Step 1: Tying a ~100% Estate Tax to Homesteads
On the material side of things, one of the major areas that has to be addressed in making taxation more progressive is the estate tax, because there is a major reason why the estate tax was one fo the first targets of the conservative counter-revolution in the 1980s and after. If unequal treatment of capital gains income versus wage income or other regressive policies can be said to have exacerbated inequality, then it is the decline of the estate tax that transmits inequality between generations. While a 100% estate might be politically impossible, the higher it gets, the less inter-generational transfer of wealth can occur, which greatly reduces inequality at the top. However, as I have said before, the more you can link taxation and spending, to show the subject and the object at the same time, the easier it is to fight for government action.
And while Hillary Clinton’s idea for a “baby bond” was widely ridiculed by Republicans during the 2008 primary, I don’t think it is a stupid idea – if it’s couched in more aggressive egalitarian terms. Providing a $5,000 savings account for every child born in America that can be redeemed at age 18 to pay for a college education, a first home, a small business, or the like on its own sounds like one of those rather marshmallowy-centrist Third Way ideas from the 1990s. However, couching it in terms of taxing the rich to pay for a common inheritance for all Americans is I think a much stronger case.
Step 2: Social And Cultural Capital
And yet it’s here that we hit a major snag in terms of spreading social mobility and equal opportunity: even if you were to establish perfect material equality for the next generation, you’d still see an alarming amount of inherited advantage due to the social and cultural capital that is also passed down from generation to generation. After all, the actual quality of education offered at a Harvard versus a University of California doesn’t differ that much – what does matter is who you’re socially networking with when you’re there.
And this is an area where it’s very hard for me to see how one can actually change this, although I’ll admit I haven’t thought this part through as much as I have the economic side. Socially, one thing that does spring to mind is the way that participation in programs like the Peace Corps or Teach for America have tended to have strong social networking effects, although it’s hard to tell how much of that is from the generally well-off nature of program participants to begin with. Perhaps expanding socially well-regarded service programs, and especially providing more generous stipends so that kids who can’t afford to do unpaid internships can participate might make a difference. Culturally, expanding access to free arts and cultural events and institutions might make a difference, but on the other hand it might not.
It’s hard to affect this, because in effect, you’re trying to teach people the secret handshake that the elite have decided makes you one of them – so trying to mass produce it relies on the elite not changing the secret handshake.

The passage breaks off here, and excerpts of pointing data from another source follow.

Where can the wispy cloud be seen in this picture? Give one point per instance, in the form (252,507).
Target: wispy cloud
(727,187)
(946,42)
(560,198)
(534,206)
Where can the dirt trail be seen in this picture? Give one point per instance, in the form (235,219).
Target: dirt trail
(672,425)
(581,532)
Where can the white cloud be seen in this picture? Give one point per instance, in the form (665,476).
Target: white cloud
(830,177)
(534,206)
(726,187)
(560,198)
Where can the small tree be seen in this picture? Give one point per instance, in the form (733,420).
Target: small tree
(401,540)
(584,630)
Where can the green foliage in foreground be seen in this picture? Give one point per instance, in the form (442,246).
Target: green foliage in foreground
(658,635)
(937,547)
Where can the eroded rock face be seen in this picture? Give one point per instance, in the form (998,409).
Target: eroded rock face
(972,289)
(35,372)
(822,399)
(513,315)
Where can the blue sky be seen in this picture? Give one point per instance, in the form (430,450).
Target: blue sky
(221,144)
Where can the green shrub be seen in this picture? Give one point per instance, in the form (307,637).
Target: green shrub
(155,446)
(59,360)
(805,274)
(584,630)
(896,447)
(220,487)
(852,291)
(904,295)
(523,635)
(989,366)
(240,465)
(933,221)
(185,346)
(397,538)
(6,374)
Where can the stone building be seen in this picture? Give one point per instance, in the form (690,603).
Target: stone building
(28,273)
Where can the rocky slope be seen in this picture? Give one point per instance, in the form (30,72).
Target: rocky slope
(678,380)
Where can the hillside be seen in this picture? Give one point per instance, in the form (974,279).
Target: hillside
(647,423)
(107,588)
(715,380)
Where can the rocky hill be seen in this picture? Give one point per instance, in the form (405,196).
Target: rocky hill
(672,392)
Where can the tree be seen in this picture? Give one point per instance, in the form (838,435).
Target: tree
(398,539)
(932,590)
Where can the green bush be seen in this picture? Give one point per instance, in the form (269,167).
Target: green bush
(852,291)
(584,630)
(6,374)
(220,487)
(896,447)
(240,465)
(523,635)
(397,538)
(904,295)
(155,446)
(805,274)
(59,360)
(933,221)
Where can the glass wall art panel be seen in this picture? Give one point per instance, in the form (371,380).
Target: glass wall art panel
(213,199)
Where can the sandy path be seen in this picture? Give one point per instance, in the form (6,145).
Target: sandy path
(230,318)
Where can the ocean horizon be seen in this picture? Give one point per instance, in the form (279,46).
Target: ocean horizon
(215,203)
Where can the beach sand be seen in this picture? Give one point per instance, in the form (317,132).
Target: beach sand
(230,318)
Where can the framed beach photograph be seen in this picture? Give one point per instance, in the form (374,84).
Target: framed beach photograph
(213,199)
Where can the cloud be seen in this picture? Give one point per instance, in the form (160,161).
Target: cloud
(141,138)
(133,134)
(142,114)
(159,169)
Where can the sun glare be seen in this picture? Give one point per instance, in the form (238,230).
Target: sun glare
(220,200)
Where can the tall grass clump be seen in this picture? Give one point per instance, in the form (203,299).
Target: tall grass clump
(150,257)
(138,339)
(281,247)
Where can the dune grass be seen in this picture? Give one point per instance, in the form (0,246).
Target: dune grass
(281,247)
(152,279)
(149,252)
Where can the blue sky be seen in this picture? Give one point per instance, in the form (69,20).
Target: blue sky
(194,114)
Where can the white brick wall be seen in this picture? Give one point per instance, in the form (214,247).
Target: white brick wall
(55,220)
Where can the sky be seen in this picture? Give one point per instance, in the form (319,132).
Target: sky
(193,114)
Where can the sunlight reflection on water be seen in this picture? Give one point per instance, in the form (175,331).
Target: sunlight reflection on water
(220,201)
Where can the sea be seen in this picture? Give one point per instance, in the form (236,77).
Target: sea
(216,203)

The merciful truth about social reform is that you don’t have to be 100% successful to achieve something valuable. The War on Poverty didn’t end poverty, but it did cut it in half. The New Deal’s attack on economic unfairness didn’t end inequality in America, but it did reduce the gap between the factory worker and his boss down to 1:60 (as opposed to the 1:400 it is today).
So let’s at least try to make the next generation more open than the one we’re living in now.